Aftercare Guidance I Actually Give
Aftercare isn’t mystical. I keep it simple: wash gently with unscented soap, pat dry, thin layer of recommended ointment or plain moisturizer, don’t pick, don’t soak, keep out of sun. The first few days, the tattoo weeps plasma and ink, that’s normal. By day four or five, it starts flaking. I warn clients: “It’ll look like it’s falling apart. It’s not. Leave it alone.”
Pain varies by placement and person. Ribs, feet, inner arm near elbow, those sting. Meatier areas like outer thigh or calf are easier. Cost runs roughly $150-200 per hour in most US cities, with minimums around $100-150 even for small pieces. Good work isn’t cheap; cheap work isn’t good. I’ve covered enough bad tattoos to know.
Key Takeaways
Operating a tattoo machine well means respecting the machine, reading the skin, and building physical habits that let you work clean for hours. Start with one machine type and learn it cold. Dial in your needle hang and voltage before touching skin. Match your hand speed to your machine cycle. Stretch skin aggressively. Anchor your hand. Watch for overworking. And accept that this takes years, not weekends, to do well. I’ve tattooed thousands of hours and I’m still learning something every session. That’s the job. That’s the craft.

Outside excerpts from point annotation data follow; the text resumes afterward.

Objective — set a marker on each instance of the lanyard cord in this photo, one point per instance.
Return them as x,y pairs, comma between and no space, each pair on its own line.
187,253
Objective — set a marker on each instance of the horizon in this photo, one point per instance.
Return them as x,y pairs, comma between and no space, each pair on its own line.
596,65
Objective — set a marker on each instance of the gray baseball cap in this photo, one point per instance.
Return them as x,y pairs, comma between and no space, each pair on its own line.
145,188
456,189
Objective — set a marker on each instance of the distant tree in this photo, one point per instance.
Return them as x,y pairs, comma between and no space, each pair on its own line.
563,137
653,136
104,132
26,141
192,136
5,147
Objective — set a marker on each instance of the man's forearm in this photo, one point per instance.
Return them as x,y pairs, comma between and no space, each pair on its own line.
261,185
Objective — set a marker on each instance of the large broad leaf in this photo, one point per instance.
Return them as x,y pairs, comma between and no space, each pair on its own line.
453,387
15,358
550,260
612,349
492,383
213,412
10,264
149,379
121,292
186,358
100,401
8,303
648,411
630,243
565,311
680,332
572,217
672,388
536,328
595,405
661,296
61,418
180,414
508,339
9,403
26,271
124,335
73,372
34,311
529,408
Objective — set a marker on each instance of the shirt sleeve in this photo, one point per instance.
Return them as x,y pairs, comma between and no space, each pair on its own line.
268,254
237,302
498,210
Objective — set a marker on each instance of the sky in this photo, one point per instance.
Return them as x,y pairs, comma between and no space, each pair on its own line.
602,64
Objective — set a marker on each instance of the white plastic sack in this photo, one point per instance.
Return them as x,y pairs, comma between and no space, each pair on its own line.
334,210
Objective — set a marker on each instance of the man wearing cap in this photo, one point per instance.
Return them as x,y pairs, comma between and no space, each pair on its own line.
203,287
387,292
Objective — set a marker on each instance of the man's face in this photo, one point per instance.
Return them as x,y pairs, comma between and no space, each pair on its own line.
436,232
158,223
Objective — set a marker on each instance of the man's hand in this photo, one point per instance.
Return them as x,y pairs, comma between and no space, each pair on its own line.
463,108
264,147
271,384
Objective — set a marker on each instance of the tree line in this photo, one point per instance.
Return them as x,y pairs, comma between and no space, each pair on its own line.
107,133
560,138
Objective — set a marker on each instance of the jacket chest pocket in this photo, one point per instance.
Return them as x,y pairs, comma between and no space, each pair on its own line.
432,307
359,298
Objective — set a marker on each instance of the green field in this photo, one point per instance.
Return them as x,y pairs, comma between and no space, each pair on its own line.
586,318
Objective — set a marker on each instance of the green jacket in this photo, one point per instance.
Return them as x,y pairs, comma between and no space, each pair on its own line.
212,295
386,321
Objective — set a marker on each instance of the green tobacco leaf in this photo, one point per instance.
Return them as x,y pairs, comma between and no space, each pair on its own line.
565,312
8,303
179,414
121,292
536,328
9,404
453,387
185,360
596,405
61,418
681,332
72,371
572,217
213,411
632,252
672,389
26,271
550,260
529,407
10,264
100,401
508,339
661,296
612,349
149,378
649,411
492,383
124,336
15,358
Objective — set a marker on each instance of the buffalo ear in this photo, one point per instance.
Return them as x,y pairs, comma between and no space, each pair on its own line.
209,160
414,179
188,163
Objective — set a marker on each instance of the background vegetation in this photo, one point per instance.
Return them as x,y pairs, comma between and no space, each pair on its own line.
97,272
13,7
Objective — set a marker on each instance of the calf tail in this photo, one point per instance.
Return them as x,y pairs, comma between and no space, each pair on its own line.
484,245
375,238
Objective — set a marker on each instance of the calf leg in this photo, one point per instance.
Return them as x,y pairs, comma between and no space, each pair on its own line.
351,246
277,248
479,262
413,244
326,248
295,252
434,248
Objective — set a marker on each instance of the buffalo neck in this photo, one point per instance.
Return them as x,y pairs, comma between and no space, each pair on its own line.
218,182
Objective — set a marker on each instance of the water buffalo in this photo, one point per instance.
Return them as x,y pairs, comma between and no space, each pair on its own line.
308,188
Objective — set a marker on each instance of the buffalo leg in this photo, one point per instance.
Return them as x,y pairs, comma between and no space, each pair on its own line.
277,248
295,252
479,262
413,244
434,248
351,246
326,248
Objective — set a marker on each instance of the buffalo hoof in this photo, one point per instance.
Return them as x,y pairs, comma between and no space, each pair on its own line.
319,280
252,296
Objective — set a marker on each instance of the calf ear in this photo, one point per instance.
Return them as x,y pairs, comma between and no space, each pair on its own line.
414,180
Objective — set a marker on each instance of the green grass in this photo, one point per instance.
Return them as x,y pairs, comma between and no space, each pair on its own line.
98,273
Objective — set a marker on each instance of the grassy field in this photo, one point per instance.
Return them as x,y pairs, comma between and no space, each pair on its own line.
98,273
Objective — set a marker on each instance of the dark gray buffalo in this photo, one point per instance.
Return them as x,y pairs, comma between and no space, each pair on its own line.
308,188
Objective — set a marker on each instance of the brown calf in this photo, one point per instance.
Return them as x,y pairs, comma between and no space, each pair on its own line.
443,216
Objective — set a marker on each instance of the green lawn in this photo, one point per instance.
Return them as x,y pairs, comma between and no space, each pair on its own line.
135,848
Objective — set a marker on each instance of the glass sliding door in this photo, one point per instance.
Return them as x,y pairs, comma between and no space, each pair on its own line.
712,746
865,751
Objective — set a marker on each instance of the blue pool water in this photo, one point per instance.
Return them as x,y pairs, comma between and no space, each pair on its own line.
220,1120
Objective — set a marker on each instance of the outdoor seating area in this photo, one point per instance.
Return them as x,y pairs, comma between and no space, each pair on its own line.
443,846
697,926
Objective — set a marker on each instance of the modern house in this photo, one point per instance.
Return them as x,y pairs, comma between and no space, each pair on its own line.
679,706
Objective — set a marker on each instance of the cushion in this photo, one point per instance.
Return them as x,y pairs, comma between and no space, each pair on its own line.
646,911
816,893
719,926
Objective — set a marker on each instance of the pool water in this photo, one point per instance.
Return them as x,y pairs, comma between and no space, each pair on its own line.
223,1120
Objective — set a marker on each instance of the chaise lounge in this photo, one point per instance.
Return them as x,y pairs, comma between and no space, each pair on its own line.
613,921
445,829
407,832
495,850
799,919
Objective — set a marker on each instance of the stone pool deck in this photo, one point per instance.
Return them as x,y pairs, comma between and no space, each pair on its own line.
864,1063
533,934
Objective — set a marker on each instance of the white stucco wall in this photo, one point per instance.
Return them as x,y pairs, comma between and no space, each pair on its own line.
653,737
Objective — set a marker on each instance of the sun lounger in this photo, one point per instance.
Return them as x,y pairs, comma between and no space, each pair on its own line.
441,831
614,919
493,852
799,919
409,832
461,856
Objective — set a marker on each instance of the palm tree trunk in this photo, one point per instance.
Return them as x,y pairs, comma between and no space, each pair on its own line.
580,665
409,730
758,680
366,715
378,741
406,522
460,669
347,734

Frequently Asked Questions
How long should I practice on fake skin before tattooing a person?
Most apprentices need several months of consistent practice on fruit, silicone, or pig skin before working on willing friends under supervision. There’s no set timeline, it’s when your lines stay consistent and your depth control becomes automatic.
Why does my tattoo machine keep snagging or skipping?
Usually it’s needle hang set too short, a bent needle bar, not enough stretch on the skin, or voltage too low for your hand speed. Check each variable methodically rather than cranking voltage as a fix-all.
Can I use the same voltage for lining and shading?
Generally no, liners want slightly higher voltage for crisp single-pass lines, while shaders run lower for smoother, slower build-up of tone. The exact numbers depend on your specific machine and needle configuration.
How do I know if I’m going too deep while tattooing?
Excessive bleeding, immediate redness that spreads beyond the line, a popping sensation through the skin layers, or ink that appears blurry right away are all signs you’re too deep. Proper depth feels like consistent resistance without punching through.